Nuclear Power: First state legislator or state senator in Nevada to introduce a bill to his or her...

...state legislature that becomes law: the bill enables the private sector to immediately raise capital for, and start the construction of, a 50,000-megawatt “traveling wave” nuclear power plant in the southern tip of the state, a 30,000-megawatt plant just north of the state’s western elbow, and a 10,000-megawatt on the state’s eastern border and just west of the City of West Wendover.  The southern tip power plant must have a magnetic levitation (maglev) rail system to Las Vegas and require all of its employees to use the maglev train to travel to the plant.  Likewise, the western elbow power plant must have its own maglev rail system to Reno and require all of its employees to use the train starting at Reno.  However, before funding of any of these plants can be done, the bill also requires the builders and future operators of all such plants to prove to a state court with a jury of respected Austrian School economists that both their construction and operational cost (minus government subsides) are 50% less than current nuclear power plants and can be safely built within two years.  The bill penalizes the construction company of one of these power plants $1 million a day for every day it takes to build a plant past two years (730 days).  [Nevada could become the power provider for California and Utah while keeping all power provider jobs in its state.  Environmentalists in California would likely prevent such construction in their state but Nevada residents would likely prefer the additional jobs more.]
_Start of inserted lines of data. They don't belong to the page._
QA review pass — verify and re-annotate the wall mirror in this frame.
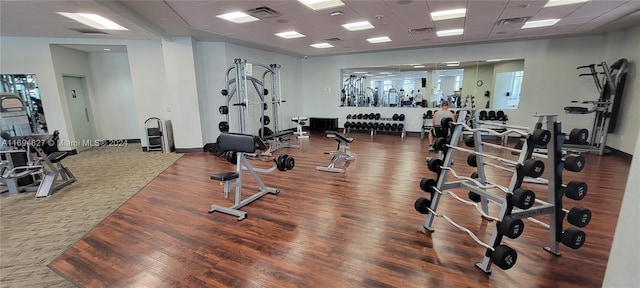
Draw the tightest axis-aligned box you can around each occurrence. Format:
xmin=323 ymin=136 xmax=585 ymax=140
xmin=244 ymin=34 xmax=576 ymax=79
xmin=0 ymin=74 xmax=48 ymax=136
xmin=339 ymin=59 xmax=524 ymax=109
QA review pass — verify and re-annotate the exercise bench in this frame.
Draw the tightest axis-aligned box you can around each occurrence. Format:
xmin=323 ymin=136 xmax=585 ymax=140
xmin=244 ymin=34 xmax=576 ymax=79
xmin=209 ymin=133 xmax=279 ymax=221
xmin=316 ymin=131 xmax=356 ymax=173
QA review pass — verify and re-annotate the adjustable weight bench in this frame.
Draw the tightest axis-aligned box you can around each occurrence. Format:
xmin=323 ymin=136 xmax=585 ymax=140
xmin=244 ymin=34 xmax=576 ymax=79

Future Challenges: First of the above power plants to have...

1) Zero-resistance high-voltage transmission lines to their biggest out-of-state customer cities.  [Zero-resistance lines means less electrical energy lost in transmission.  Less loss means less power needed to be produced by the power plant to deliver the requested amount of energy to consumers.]  The Southern Tip power plant has these transmission lines to Los Angeles, San Diego, Phoenix, and Tucson; the Western Elbow power plant has these lines to Sacramento and San Francisco; the Eastern power plant has these lines to Salt Lake City.

2) No human workers actually working in the nuclear power plant but instead using remote-controlled and autonomous robots to service, maintain, and upgrade the plant as well as respond to emergencies and disasters.  [If the human employees are not at the plant but a safe distance away, you won't have them panicking and running away when they should be trying to get a handle of what's going wrong.  If such robots had existed at the Fukushima nuclear power plant after the earthquake and tsunami damaged it, pressure valves could have been opened and manipulated to prevent the reactors from blowing up.  Human workers in a nuclear power plant are fine as long as nothing bad happens, but are less than useless when real trouble erupts.  Robots can be designed to withstand fatal-for-humans levels of radiation.  This is an advancement that is long overdue.]

First Nevada radio talk show host to champion this challenge and:

3) Air her/his show live from each of the three plant locations for a month.  Rotating between them each day.

4) Organize and spearhead a crowdfunding project (IndieGoGo, RocketHub, etc.) to pay the making of the blueprints of the three power plants and the monorail system of two of them.  Those who donate at least $50 get their own declassified for-entertainment-purposes-only copies of the blueprints.  Those who donate at least $1,000 get their own scale model of the three power plants.